Sydney, Murphy, Bo and Sheba are all present and accounted for.
They all want a moment to greet any visitor who treks way up to the top of their secluded rural retreat, nestled high in the rolling Kansas hills south of Lawrence and just east of Lone Star Lake.
Life is good for all the rescued dogs who have the run of the place here at Washington Creek Lavender.
Love just resonates out of all the living creatures on this hilltop - particularly the human variety. Jack Wilson is so smitten by his wife, Kathy, and her accomplishments that Sydney - who happens to be a deaf dog that reads hand signals - barks in jealousy whenever Jack hugs Kathy.

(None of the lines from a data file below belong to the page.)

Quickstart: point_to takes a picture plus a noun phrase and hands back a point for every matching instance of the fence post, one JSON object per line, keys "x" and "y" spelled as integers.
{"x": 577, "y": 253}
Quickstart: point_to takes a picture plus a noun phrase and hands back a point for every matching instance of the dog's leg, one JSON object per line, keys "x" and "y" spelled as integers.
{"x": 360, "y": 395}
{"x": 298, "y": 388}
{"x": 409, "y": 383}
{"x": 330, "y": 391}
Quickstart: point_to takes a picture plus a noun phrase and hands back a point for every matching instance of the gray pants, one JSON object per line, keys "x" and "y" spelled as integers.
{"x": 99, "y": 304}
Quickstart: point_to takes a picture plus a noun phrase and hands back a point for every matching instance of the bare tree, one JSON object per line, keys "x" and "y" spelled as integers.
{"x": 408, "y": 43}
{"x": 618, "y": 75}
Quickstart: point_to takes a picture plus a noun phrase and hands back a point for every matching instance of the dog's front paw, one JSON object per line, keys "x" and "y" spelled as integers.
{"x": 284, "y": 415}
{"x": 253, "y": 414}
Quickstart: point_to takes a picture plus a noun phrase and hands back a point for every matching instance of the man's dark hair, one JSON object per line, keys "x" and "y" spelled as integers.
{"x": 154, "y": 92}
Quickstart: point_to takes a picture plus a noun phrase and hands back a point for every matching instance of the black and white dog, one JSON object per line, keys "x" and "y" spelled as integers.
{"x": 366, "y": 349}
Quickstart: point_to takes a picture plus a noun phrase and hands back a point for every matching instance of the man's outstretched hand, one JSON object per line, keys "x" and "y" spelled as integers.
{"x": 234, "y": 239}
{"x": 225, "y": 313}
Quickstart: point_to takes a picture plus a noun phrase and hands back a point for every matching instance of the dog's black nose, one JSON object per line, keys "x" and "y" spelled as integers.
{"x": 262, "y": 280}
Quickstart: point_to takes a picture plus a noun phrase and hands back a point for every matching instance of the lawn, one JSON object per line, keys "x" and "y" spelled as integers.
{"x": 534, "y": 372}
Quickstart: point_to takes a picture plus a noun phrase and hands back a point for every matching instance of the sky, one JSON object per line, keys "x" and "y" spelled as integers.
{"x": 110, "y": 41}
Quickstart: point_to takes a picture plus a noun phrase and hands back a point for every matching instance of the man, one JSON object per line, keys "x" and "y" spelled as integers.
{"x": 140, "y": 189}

Sydney is very busy barking.
Kathy, a former food photographer, and Jack, a TV and video producer, moved to this hidden rural gem in 2004 after residing in Chicago for many years. The land had been in Kathy's family since the 1940s, when her grandmother used to live down the road. The duo planned and constructed a beautiful log home that sits in a stately manner among the forested hilltop.

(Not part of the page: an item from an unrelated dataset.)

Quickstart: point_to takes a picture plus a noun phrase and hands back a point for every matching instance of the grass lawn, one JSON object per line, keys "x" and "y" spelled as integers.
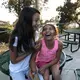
{"x": 3, "y": 47}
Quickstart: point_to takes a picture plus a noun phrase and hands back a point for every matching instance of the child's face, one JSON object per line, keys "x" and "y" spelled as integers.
{"x": 35, "y": 20}
{"x": 48, "y": 32}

"We are not back-to-nature, eat-the-mushroom types," Jack says. "But we don't go out much in the winter. We pretty much hunker down and stay close to home."
What to do?
After the last log was secured into the Wilson's unique house, Kathy and Jack scratched their heads and began to contemplate what they might do with the rest of the land. They knew they wanted to grow or raise something, but what?
"We were looking for some use of the farm," Kathy says. "We thought goats, then we fiddled with a bunch of other stuff. We conducted some experiments that were disastrous. I tried tomatoes, we had about 200 plants and then we had a hail storm and nothing survived. Then we tried basil, I was selling it to a store downtown. I would de-stem all the basil and sell it per pound; it was laborious and decimated the plant so that didn't last long."
"Then we had the soil tested." Jack interjects. "The results said grapes would be a good crop. However, grapes are too costly. We thought that lavender has the same characteristics let's try that."
Kathy adds: "Plus, lavender is good because it doesn't take time in the winter."
In a three-year period, the Wilsons' lavender fields have grown from 10 plants to 100, and now 2,000 plants for this year.
I wondered why we don't see fields of lavender around this area.
"It's new here, lots of people say they can't grow it," Jack says. "But really the problem is they water it too much. Lavender virtually needs little to no water."
Kathy adds: "They are hardy little critters. Once they take hold they'll grow 3 feet high and 3 feet wide."
Field of dreams
As we trod even farther up the hill with two dogs nipping at our heels, the breeze begins to stir as we emerge from the wooded path to an open apex at the top of their property. There the fields of lavender have taken root. Lavender prefers lots of air movement and this crest is a perfectly situated area for the plants to flourish.
The starter plants, of the Grosso variety, are purchased from a breeder in Illinois and, unlike most crops, lavender is planted vertically instead of horizontally for the rain run off. The plants are also sown on approximately 5- to 6-inch-high rows of mounds again for drainage purposes.
"Everything is organic," Kathy says. "Because of that I have found some kids from the (Community Mercantile) to help me weed, as it can get a bit overwhelming. We've considered branching out into edibles, lotions (and) bath accessories, but that requires at least one other person. So we are sticking to the products we have now."
Last year the couple ran out of lavender because they had so many repeat customers at the Lawrence Farmers' Market.
Kathy muses about a patron.
"It was crazy," she says. "One customer was saying how her dog was sort of nuts, and she put her lavender in the car with the dog and came back to her car to find her dog really calm."
Since the lavender is just now blooming and being harvested, the Wilsons will begin selling at the Farmers' Market again in the fall. They use every part of the lavender plant, making lavender wands with neatly weaved ribbons, eye pillows stuffed with lavender, sachets and laundry dryer pouches.
They have created a tea ball with lavender for bathing and even a moth repellent with a mix of rosemary, dried lemon peel, lavender and other herbs. They even use the sticks, which make wonderful fire-starters and are a hot seller for the couple at the Farmers' Market.
Most of their products are hand-painted and hand-sewn. Jack laughs and says, "I offered my services with painting and sewing to Kathy. I made a couple and Kathy sternly suggested that I go get a cup of coffee."
The couple has found a grand use of this spacious hilltop land. They have a pairing of Adirondack chairs perched with a perfect view of the rows of purple and silver. An umbrella stretches out over the chairs and table where they spend numerous evenings savoring a bottle of wine and soaking in their labor of love.
The bees and butterflies flit back and forth from one plant to the other in some sort of a pollen-collecting nirvana.
"Its fun," Jack says reflectively. "We don't want to sit around and rock the days away. We want to keep busy and have a good time in the process."